Politico senior legal affairs reporter Kyle Cheney notes “Trump’s own personal safety” is one of the reasons Reinhart offers for not unsealing the affadavit.

“The Affidavit discusses physical aspects of the Premises,” the judge writes, referring to Mar-a-Lago, “which is a location protected by the United States Secret Service. Disclosure of those details could affect the Secret Service’s ability to carry out its protective function. This factor weighs in favor of sealing.”

Cheney also points to the section of the order that discusses whether or not Trump had (or still has) classified documents related to nuclear secrets, unsealing the affidavit would expose the “sources and methods” the Dept. of Justice “used to gather those facts.”

“In any event, these arguments ignore that the contents of the Affidavit identify not just the facts known to the Government, but the sources and methods (i.e., the witnesses and the investigative techniques) used to gather those facts. That information is not known to the public. For the reasons discussed above, the Government has a compelling reason not to publicize that information at this time.”

CBS News Radio White House correspondent Steven Portnoy says in the order, “Reinhart itemizes recent incidents of intimidation/harassment, and says ‘it is likely that even witnesses who are not expressly named in the Affidavit would be quickly and broadly identified over social media … which could lead to them being harassed.'”

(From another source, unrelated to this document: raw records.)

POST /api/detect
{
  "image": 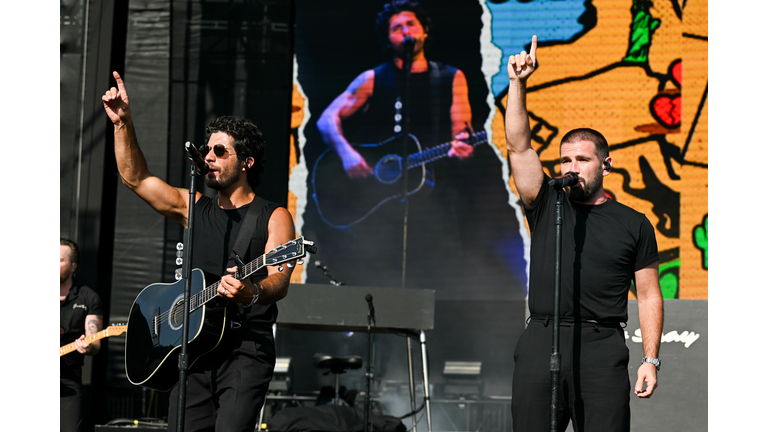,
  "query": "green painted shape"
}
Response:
[693,214,709,270]
[624,0,661,63]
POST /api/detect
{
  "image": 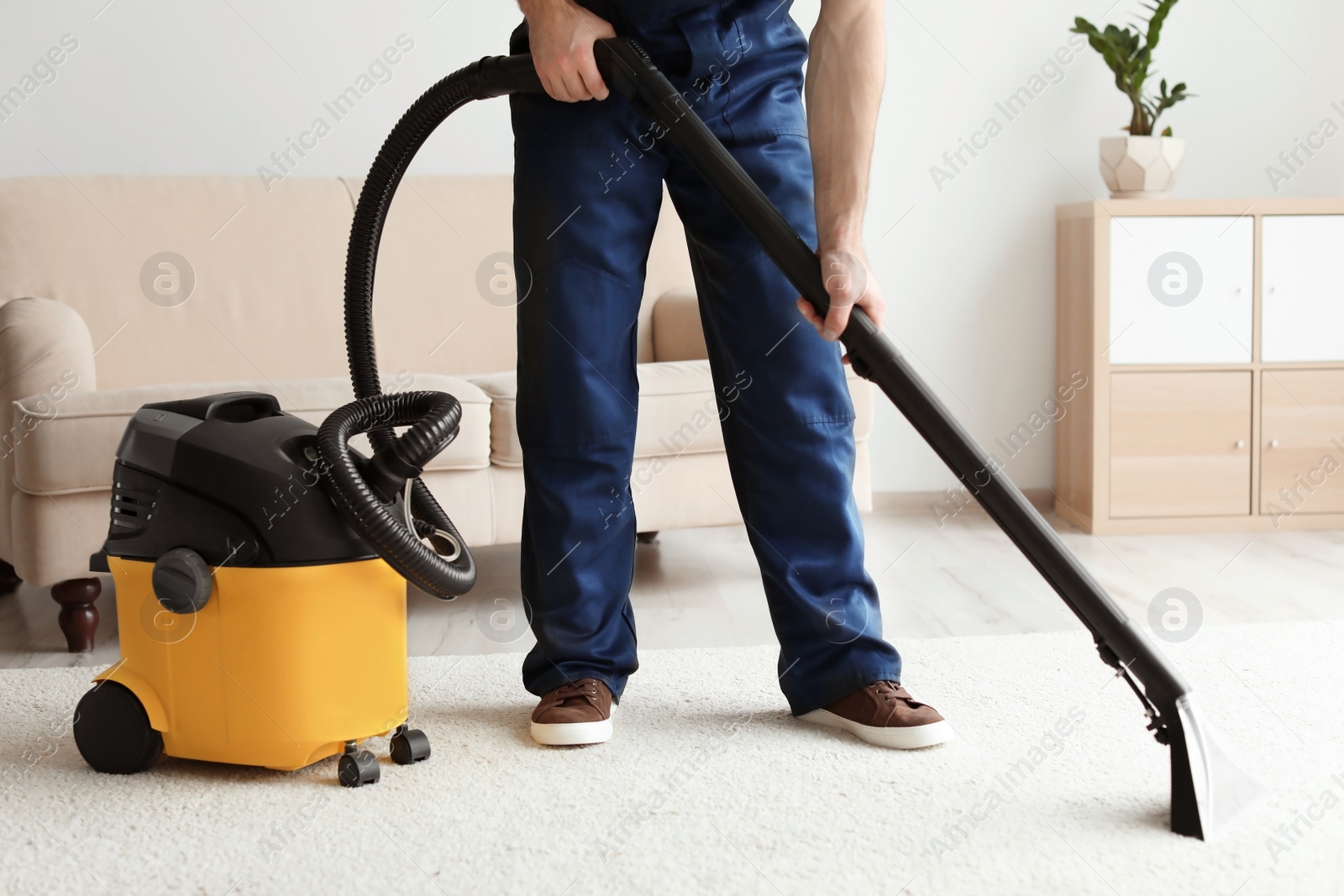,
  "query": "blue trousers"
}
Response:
[511,0,900,715]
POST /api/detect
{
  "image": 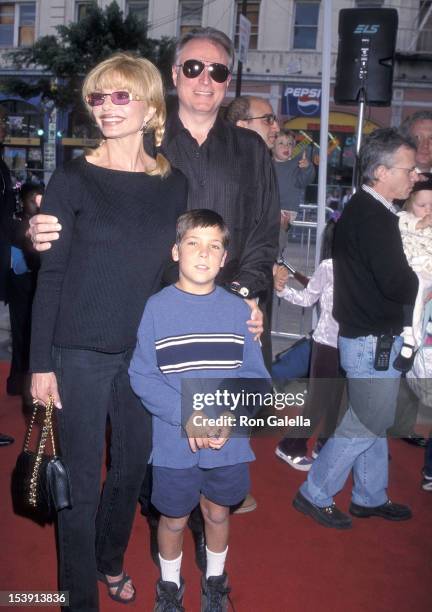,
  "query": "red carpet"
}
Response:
[0,364,432,612]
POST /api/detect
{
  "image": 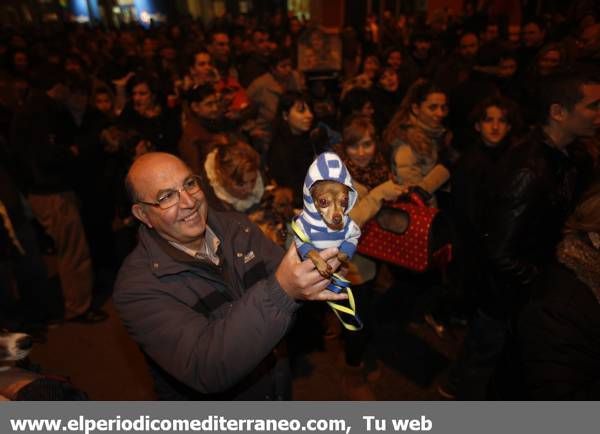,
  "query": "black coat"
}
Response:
[517,264,600,400]
[11,92,76,194]
[483,129,577,317]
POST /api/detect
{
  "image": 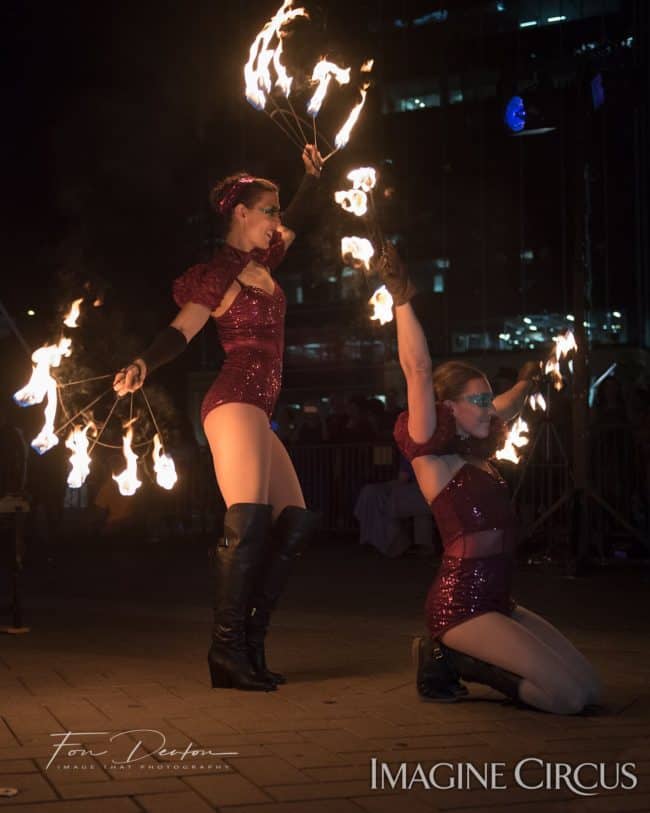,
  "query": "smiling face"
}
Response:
[445,378,496,438]
[232,191,280,251]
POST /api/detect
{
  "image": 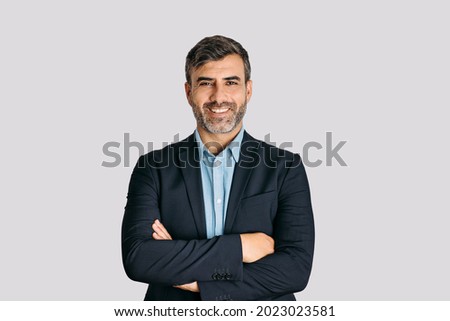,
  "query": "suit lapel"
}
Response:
[178,134,206,239]
[224,132,262,234]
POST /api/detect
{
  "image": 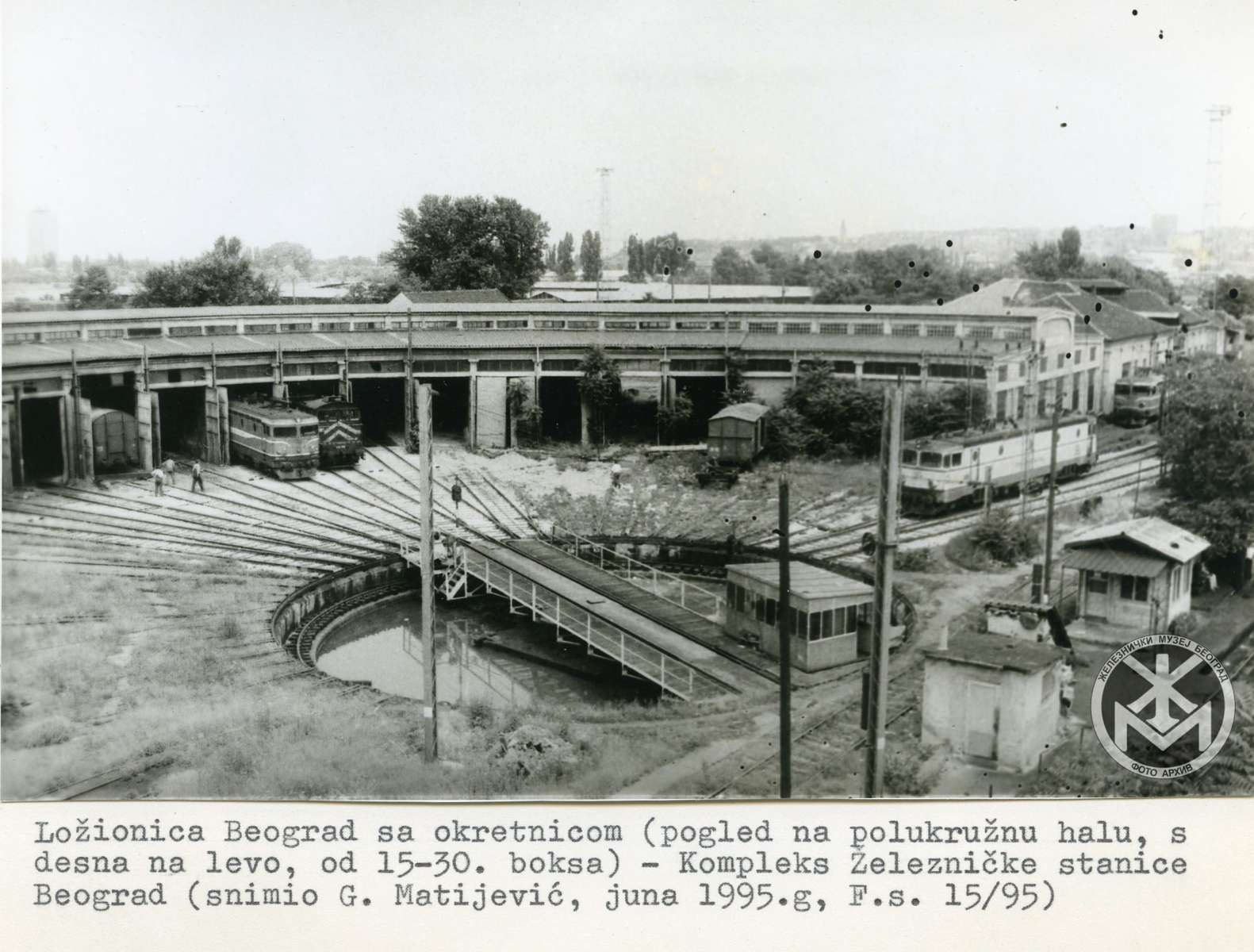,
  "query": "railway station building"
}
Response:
[723,562,877,671]
[922,632,1067,771]
[2,296,1087,483]
[1062,516,1210,643]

Portnoy adds: “But, Reinhart says, prosecutors have met their ‘burden of showing good cause’ to not have its full contents unsealed.”

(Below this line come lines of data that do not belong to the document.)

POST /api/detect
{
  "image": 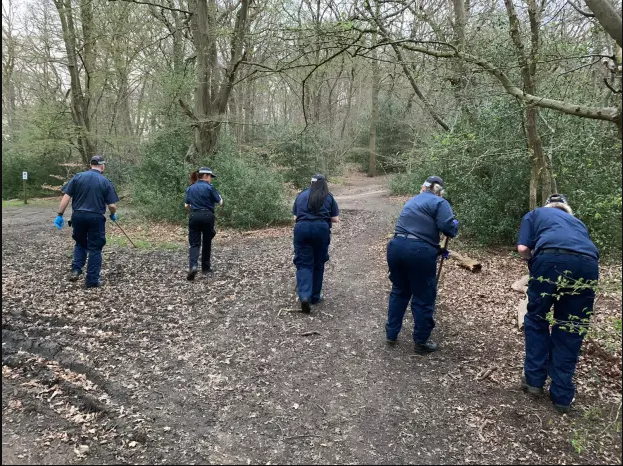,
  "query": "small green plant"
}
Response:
[571,429,586,455]
[530,270,623,353]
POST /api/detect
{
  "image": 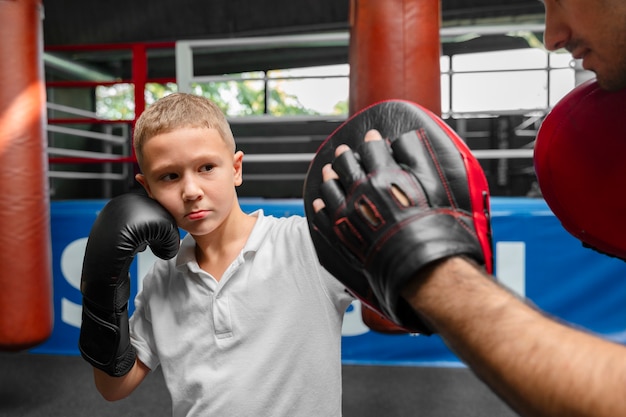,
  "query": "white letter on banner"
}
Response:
[61,237,87,328]
[496,242,526,297]
[137,246,157,293]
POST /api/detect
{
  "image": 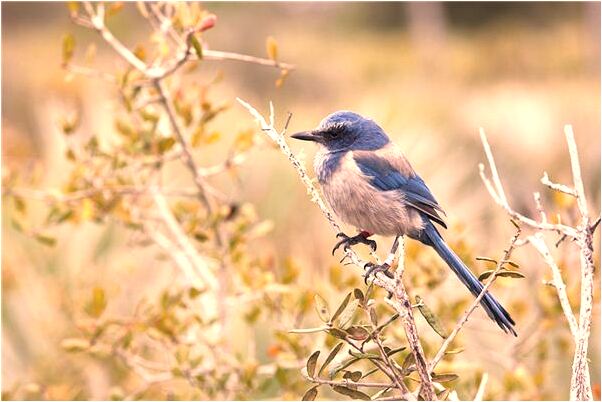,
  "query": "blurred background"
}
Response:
[2,2,601,399]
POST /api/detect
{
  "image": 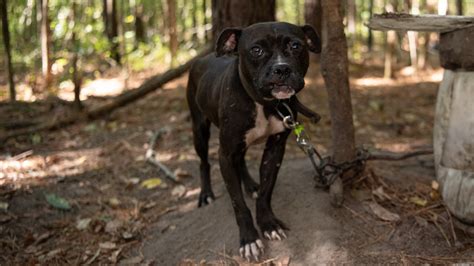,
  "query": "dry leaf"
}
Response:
[369,202,400,222]
[142,178,163,189]
[351,189,372,201]
[410,196,428,207]
[99,242,117,249]
[0,201,8,211]
[372,186,392,200]
[171,185,186,198]
[76,218,92,230]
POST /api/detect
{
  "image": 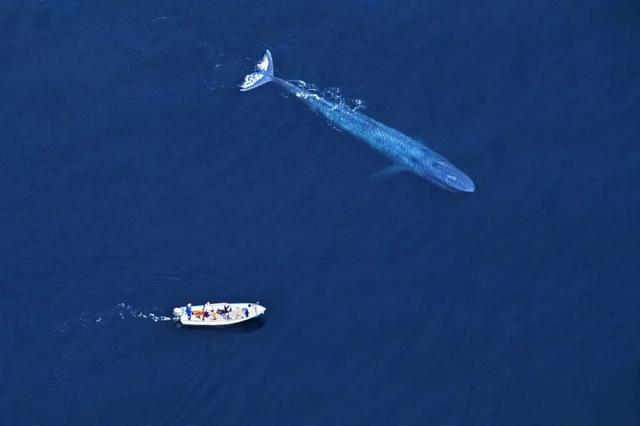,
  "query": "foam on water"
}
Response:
[55,302,171,333]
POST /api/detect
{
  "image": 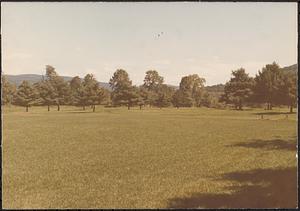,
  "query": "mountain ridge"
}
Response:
[4,64,298,92]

Reinhart also warns, presumably Trump allies, to not try to destroy the credibility of the process used to obtain the search warrant, or the justice system.

“I do not give much weight to the remaining factors relevant to whether the common law right of access requires unsealing of the Affidavit,” he writes, which Cheney points to. “Allowing access to the unredacted Affidavit would not impair court functions. Having carefully reviewed the Affidavit before signing the Warrant, I was and am – satisfied that the facts sworn by the affiant are reliable. So, releasing the Affidavit to the public would not cause false information to be disseminated. There is no indication that the Intervenors seek these records for any illegitimate purpose.”

MSNBC’s reporting states the judge may decide to not release any of the affidavit.